Department of Ophthalmology and Visual Science, Graduate School of Medical and Dental Sciences, Tokyo Medical and Dental University (TMDU), 1-5-45 Yushima, Bunkyo-ku, Tokyo, 113-8519, Japan.
R&D Division, Topcon Corporation, Tokyo, Japan.
Sci Rep. 2022 Aug 16;12(1):13836. doi: 10.1038/s41598-022-17615-z.

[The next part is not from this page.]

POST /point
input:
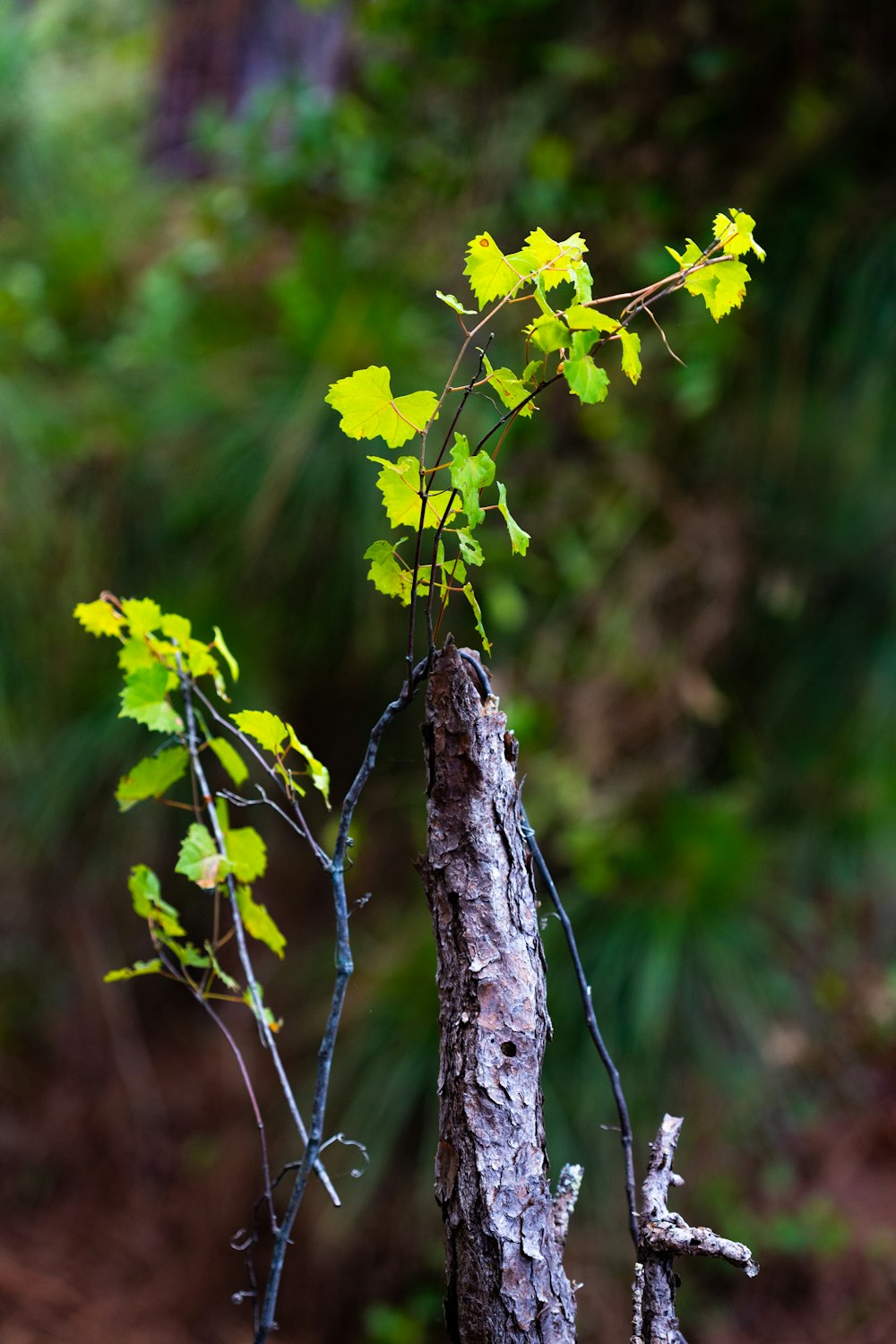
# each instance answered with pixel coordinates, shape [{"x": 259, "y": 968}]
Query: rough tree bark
[{"x": 504, "y": 1266}]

The structure of the human vitreous varies considerably because of age-related liquefactions of the vitreous gel. These changes are poorly studied in vivo mainly because their high transparency and mobility make it difficult to obtain reliable and repeatable images of the vitreous. Optical coherence tomography can detect the boundaries between the vitreous gel and vitreous fluid, but it is difficult to obtain high resolution images that can be used to convert the images to three-dimensional (3D) images. Thus, the purpose of this study was to determine the shape and characteristics of the vitreous fluid using machine learning-based 3D modeling in which manually labelled fluid areas were used to train deep convolutional neural network (DCNN). The trained DCNN labelled vitreous fluid automatically and allowed us to obtain 3D vitreous model and to quantify the vitreous fluidic cavities. The mean volume and surface area of posterior vitreous fluidic cavities are 19.6 ± 7.8 mm and 104.0 ± 18.9 mm in eyes of 17 school children. The results suggested that vitreous fluidic cavities expanded as the cavities connects with each other, and this modeling system provided novel imaging markers for aging and eye diseases.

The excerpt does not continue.